Simon beobachtete Dochais eine Weile, bemerkte das mühsame Atmen und das leichte Beben der Augenlider. Als er sich umdrehte, um nach Binabik zu sehen, der gerade vorsichtig den Verband von Langrians Kopf abwickelte, schoß wie eine Schlange aus dem schwarzen Gewand vor ihm eine Hand hervor und packte ihn mit erschreckend kraftvollem Griff vorn am Hemd.
Dochais, noch immer mit geschlossenen Augen, hatte sich ganz steif gemacht und den Rücken derart gekrümmt, daß seine Mitte sich vom Boden hob. Sein Kopf war zurückgeworfen und wackelte ruckartig hin und her.
»Binabik!« schrie Simon, außer sich vor Entsetzen. »Er … er ist…«
»Aaah!« Die Stimme, die sich Dochais' gepreßter Kehle entrang, war rauh vor Qual. »Der schwarze Wagen! Seht, er kommt mich holen!«
Wieder schlug er um sich wie ein Fisch an Land, und bei seinen Worten fühlte Simon einen Schauder neu erwachenden Grauens.

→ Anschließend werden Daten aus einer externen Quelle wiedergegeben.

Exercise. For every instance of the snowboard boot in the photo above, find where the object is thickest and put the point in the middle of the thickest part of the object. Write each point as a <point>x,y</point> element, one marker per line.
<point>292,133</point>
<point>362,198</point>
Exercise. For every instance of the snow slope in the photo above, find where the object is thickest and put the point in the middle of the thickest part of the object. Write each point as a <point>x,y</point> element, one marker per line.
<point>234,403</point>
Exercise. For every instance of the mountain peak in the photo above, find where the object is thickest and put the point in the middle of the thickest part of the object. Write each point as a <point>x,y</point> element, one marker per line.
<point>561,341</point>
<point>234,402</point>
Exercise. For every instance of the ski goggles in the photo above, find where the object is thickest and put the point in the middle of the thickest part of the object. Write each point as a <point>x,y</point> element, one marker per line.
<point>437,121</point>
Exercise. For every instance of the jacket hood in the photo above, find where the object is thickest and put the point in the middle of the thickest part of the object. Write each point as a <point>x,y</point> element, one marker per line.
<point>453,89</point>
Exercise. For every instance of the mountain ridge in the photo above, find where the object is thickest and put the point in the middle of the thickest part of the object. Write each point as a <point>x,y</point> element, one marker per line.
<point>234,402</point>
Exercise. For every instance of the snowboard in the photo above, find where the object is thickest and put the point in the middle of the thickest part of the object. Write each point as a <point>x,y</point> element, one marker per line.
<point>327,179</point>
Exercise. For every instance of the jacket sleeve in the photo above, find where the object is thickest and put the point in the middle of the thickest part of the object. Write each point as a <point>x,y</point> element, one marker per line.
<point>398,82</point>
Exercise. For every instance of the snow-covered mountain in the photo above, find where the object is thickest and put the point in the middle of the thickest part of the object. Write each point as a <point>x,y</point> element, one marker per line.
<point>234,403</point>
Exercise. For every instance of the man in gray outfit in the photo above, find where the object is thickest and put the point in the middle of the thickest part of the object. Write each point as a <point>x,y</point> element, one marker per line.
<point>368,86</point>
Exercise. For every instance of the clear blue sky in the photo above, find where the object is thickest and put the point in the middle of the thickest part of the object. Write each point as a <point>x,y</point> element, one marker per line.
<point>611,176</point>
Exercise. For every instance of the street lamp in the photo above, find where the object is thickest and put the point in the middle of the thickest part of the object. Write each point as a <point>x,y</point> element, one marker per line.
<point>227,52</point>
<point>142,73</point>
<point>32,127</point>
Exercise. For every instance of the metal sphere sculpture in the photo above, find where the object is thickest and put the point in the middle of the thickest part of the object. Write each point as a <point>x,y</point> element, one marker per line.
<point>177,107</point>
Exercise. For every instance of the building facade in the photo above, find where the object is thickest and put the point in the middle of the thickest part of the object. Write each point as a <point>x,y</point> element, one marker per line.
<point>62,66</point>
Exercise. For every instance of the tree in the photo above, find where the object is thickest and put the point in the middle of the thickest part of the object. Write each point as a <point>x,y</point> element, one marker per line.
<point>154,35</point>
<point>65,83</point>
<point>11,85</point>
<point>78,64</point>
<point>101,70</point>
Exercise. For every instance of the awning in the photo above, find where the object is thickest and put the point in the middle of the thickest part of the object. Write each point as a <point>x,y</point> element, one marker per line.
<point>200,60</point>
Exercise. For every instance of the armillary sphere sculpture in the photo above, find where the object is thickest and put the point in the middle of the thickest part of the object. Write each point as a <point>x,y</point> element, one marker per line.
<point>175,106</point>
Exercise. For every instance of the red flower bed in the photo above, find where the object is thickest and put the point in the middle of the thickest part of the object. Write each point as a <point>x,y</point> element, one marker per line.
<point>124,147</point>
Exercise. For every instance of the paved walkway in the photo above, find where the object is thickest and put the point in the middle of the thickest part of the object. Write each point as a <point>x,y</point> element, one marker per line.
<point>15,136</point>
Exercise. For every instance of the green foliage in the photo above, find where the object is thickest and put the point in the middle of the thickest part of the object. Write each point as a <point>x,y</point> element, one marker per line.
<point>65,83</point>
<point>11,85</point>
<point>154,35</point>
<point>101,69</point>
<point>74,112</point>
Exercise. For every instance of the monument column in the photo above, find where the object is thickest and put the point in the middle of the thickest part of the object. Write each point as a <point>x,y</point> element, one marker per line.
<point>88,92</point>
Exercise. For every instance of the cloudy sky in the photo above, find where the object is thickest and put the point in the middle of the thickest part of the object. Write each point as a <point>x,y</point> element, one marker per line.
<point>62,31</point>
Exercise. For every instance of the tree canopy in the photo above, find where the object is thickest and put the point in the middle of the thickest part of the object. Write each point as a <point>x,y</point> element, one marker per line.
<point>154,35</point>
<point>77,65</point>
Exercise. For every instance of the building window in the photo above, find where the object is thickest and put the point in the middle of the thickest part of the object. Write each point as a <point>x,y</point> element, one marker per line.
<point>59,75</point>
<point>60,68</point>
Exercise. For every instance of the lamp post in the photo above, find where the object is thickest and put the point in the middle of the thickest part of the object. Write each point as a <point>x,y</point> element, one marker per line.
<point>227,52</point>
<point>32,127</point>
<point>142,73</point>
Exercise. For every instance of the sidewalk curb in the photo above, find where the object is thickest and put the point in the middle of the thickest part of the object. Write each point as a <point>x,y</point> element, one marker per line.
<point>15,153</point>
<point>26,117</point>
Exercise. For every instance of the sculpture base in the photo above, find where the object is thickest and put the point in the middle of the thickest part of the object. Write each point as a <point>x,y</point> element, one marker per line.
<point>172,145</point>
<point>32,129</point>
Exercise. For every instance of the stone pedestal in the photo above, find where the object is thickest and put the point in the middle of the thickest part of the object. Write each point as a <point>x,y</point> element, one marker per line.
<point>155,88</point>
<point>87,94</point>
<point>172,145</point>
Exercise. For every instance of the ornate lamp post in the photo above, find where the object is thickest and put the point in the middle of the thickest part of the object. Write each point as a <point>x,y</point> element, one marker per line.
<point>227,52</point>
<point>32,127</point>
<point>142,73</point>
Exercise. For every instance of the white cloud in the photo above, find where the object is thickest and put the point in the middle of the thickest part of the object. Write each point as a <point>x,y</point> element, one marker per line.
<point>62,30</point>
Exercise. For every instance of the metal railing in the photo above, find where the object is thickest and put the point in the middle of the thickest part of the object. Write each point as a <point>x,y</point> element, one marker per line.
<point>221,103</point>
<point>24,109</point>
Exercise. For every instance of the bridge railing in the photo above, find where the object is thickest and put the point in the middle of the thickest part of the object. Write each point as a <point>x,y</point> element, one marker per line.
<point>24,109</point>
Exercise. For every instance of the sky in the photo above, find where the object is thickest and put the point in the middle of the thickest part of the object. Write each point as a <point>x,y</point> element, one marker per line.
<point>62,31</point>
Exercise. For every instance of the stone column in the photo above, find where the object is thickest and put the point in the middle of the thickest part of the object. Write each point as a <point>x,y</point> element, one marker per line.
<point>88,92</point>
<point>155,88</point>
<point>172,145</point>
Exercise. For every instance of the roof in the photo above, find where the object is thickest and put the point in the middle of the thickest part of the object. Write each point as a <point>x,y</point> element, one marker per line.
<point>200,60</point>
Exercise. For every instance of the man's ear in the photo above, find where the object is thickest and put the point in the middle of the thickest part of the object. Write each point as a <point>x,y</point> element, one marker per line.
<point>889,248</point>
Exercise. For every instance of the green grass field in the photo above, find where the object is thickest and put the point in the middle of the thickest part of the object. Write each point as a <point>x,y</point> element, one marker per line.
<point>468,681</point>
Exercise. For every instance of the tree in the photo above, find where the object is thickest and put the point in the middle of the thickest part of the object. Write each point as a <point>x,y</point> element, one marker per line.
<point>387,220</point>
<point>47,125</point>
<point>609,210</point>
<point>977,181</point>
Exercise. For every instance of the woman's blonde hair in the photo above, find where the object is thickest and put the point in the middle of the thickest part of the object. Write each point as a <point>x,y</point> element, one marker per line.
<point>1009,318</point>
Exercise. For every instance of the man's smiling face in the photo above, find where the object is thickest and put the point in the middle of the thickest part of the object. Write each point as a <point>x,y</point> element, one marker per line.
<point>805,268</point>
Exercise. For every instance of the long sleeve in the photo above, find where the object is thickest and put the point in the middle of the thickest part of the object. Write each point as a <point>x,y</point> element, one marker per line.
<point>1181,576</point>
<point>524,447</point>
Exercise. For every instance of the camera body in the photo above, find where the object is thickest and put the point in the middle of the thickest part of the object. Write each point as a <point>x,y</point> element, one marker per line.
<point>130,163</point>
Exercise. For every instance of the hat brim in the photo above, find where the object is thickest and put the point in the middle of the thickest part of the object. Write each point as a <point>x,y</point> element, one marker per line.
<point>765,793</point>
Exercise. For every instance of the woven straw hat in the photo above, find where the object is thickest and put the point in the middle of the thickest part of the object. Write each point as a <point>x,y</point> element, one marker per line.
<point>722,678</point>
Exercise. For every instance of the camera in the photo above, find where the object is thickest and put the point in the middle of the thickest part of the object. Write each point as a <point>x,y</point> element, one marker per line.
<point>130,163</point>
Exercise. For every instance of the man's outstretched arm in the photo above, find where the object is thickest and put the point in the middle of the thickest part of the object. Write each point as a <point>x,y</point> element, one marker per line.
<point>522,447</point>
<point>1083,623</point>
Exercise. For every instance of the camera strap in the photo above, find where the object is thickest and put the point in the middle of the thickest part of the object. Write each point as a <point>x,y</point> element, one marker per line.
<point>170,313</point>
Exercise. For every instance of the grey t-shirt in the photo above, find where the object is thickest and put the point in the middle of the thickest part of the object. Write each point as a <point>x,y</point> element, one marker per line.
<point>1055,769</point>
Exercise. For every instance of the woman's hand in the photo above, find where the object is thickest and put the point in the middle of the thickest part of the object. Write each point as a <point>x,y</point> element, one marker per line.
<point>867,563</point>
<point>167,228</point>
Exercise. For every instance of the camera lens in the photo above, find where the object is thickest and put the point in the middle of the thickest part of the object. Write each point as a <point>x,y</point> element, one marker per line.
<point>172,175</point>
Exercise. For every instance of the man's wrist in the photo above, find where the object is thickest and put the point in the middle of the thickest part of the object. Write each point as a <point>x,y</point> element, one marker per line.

Der Berggipfel … ich erinnere mich … und das Knarren schwarzer Räder … o Morgenes, was tue ich hier?
Eine Sekunde später, während Binabik und Hengfisk noch verwirrt von der anderen Seite der Feuergrube herüberstarrten, hatte Dochais Simon zu sich herangezogen, bis das Gesicht des Jungen die vor Furcht verzerrten Züge des Hernystiri fast berührte.
»Sie holen mich zurück!« zischte der Mönch, »zurück an … zurück an … diesen furchtbaren Ort!« Erschreckt öffneten sich seine Augen und starrten blind in Simons nur eine Handbreit entfernte eigene. Der Junge schaffte es nicht, sich aus dem Griff des Mönches loszureißen, obwohl jetzt Binabik neben ihm stand und zu helfen versuchte.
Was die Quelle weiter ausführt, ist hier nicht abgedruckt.